Of course, just because you're in the business of turning numbers into other numbers doesn't mean that you're doing anything useful, and given a system whose innards aren't necessarily worth knowing in mathematical detail, it remains to look at your inputs, and judge the fitness of the outputs. This can be automated as well, and these sorts of processes often use an evolutionary model, in which the best matches of one generation of inputs is selected, and then "mutated" to provide another generation to test against whatever real-world process, activity, or data you're trying to approximate. Simple rules (that is, non-evolutionary) for reacting to external data can be engineered as well, and if you've seen those walking robots, they're very cool. Of course, it's a big step up from here to take machine learning to include models that are self-aware. I don't think this says what consciousness is (for all the mess, it's still looking like a set of instructions under the hood, and it's as hard as ever to say how the gods or ghosts finally come out of the machine) but maybe it's getting a better handle on the fuzzy, approximate way that gray matter--or any matter at all--may actually processes information.

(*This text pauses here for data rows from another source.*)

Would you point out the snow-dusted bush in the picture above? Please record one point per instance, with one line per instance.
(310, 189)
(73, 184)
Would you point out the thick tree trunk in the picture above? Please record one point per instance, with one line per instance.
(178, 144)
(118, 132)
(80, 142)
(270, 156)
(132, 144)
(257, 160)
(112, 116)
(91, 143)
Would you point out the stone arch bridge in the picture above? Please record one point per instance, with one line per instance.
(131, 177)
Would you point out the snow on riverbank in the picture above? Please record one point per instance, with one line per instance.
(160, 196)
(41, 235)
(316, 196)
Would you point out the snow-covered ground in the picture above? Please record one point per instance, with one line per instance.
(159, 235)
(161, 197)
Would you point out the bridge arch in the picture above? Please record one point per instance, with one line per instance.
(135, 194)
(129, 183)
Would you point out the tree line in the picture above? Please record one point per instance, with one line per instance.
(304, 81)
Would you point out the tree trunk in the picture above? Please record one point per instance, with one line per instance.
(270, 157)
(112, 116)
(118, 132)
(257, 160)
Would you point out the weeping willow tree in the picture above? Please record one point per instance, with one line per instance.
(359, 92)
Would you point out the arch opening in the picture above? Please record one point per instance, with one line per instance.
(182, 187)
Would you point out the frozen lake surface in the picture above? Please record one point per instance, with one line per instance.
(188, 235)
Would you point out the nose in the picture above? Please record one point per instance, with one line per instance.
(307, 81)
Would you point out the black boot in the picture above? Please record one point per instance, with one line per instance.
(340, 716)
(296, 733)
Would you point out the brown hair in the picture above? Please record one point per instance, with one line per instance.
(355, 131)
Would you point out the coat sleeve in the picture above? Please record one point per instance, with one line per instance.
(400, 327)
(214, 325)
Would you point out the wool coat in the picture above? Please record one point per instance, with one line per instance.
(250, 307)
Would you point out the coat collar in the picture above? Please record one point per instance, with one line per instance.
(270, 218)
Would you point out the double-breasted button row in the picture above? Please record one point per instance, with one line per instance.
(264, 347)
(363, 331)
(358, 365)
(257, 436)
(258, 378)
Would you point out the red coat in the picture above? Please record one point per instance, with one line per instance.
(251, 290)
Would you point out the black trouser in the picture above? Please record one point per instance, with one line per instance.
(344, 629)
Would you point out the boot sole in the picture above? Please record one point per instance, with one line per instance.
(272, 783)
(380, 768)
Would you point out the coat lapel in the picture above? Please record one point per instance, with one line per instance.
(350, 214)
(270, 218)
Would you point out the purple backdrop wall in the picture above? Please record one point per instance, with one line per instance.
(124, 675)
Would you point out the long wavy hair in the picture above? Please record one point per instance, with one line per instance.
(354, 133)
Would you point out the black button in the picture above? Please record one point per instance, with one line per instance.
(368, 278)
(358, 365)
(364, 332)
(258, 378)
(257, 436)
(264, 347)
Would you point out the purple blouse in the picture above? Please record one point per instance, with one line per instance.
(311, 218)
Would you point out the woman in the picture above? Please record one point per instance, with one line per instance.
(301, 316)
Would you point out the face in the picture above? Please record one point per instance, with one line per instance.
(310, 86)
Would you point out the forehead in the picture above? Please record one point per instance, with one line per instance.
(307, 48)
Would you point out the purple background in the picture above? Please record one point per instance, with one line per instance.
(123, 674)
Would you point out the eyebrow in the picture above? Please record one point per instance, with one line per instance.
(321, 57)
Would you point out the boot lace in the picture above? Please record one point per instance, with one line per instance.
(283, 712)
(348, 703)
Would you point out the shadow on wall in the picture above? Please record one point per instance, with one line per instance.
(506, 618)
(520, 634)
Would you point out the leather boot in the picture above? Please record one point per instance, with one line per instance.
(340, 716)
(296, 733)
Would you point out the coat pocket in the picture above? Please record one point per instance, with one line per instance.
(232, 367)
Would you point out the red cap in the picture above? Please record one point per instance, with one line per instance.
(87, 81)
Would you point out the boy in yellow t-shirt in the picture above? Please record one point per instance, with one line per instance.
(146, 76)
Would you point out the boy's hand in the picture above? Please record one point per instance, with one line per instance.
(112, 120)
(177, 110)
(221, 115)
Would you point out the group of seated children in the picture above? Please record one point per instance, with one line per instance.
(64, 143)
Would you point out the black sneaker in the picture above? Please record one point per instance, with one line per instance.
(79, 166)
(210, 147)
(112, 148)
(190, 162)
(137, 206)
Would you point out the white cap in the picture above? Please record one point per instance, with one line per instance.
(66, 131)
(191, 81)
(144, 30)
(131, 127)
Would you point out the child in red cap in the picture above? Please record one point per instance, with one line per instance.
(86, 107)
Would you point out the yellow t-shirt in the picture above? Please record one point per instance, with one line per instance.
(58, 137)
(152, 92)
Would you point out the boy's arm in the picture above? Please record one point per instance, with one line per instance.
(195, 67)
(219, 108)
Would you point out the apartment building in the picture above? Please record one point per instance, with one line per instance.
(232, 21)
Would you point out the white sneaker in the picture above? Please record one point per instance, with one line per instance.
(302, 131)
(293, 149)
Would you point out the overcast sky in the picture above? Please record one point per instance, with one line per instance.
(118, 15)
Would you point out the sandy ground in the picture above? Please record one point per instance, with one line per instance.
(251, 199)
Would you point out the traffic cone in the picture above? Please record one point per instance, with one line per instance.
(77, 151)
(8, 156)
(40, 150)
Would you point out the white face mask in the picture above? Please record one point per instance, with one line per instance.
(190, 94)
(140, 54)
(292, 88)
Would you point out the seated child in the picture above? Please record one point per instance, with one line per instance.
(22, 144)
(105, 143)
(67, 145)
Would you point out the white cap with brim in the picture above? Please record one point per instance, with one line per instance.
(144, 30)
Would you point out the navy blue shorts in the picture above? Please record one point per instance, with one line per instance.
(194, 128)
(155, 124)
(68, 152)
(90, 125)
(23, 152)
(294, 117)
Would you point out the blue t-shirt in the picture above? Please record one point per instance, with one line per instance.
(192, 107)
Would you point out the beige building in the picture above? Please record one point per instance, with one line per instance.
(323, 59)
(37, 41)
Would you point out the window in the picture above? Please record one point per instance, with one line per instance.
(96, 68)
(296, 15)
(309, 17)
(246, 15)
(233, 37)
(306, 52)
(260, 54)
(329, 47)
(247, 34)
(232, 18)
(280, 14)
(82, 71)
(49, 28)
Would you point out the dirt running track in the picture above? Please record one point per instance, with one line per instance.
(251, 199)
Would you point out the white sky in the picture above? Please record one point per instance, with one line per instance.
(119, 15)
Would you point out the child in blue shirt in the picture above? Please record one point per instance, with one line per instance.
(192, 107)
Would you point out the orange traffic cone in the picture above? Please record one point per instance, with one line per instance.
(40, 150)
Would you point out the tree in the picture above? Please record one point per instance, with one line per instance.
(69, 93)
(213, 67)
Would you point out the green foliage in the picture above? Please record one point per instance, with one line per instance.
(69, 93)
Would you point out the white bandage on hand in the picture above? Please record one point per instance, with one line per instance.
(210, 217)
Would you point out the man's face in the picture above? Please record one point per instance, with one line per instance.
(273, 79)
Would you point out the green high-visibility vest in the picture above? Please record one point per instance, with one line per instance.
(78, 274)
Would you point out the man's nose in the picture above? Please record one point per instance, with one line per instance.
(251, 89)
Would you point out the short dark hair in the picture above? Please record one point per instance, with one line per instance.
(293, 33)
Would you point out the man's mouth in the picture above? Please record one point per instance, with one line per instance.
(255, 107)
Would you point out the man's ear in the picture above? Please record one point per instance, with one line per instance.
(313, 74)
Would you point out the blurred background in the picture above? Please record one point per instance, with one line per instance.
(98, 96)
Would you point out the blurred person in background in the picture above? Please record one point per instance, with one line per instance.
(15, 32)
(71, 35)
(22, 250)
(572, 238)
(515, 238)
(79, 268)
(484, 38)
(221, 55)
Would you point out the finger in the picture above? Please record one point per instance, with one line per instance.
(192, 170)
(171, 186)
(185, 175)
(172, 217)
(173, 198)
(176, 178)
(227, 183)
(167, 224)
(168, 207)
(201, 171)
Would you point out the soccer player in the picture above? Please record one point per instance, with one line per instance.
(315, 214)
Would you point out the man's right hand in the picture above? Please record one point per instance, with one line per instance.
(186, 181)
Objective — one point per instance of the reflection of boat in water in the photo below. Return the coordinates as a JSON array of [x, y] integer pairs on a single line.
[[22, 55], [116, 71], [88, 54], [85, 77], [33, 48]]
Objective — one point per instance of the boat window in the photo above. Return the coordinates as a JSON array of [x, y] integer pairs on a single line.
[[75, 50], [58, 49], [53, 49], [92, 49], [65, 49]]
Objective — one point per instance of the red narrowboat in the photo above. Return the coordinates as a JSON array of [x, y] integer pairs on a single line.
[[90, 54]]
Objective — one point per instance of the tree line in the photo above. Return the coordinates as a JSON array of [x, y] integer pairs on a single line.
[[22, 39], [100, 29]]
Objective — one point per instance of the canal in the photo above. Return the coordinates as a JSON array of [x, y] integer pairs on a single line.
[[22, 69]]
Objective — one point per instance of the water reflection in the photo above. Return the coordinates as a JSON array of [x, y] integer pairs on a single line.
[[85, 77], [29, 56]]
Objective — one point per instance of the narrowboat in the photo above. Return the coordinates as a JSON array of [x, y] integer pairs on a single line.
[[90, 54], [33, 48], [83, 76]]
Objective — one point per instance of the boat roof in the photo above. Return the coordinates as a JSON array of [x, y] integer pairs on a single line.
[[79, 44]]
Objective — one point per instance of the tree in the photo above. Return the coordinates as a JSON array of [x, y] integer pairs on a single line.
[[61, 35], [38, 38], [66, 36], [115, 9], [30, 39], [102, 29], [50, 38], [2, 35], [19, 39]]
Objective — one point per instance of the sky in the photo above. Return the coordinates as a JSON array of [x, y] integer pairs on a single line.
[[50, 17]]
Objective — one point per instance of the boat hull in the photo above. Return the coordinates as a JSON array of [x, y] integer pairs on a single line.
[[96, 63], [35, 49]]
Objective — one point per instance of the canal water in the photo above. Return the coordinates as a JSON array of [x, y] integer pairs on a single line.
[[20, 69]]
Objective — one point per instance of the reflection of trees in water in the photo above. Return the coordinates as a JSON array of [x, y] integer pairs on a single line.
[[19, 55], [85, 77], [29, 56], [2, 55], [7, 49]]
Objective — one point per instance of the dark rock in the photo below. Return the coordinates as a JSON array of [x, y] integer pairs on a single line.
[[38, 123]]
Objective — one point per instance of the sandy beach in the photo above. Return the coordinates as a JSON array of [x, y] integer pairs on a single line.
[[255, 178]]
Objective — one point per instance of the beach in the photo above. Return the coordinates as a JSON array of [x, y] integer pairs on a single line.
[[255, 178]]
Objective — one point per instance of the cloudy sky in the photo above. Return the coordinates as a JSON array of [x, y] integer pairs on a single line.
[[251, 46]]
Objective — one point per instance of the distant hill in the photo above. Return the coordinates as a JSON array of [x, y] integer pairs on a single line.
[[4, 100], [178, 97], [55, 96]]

"[The computer] set forth the general theory of a posteriori deities, deities which had to be added to the Universe later by advanced civilizations, since, as everyone knows, Matter always comes first and no one, consequently, could have possibly thought in the very beginning."

[1] Porod et al., Int. J. Electronics, 86, 549, 1999. (Score! There's a copy online.)
[2] Harding et al., arXiv:cond-mat/0611462v1 [cond-mat.other], 2006
[3] Rietman and Hillis, arXiv:cs/0611136v1 [cs.RO] (I only read half of this one. Already past deadline, you know.)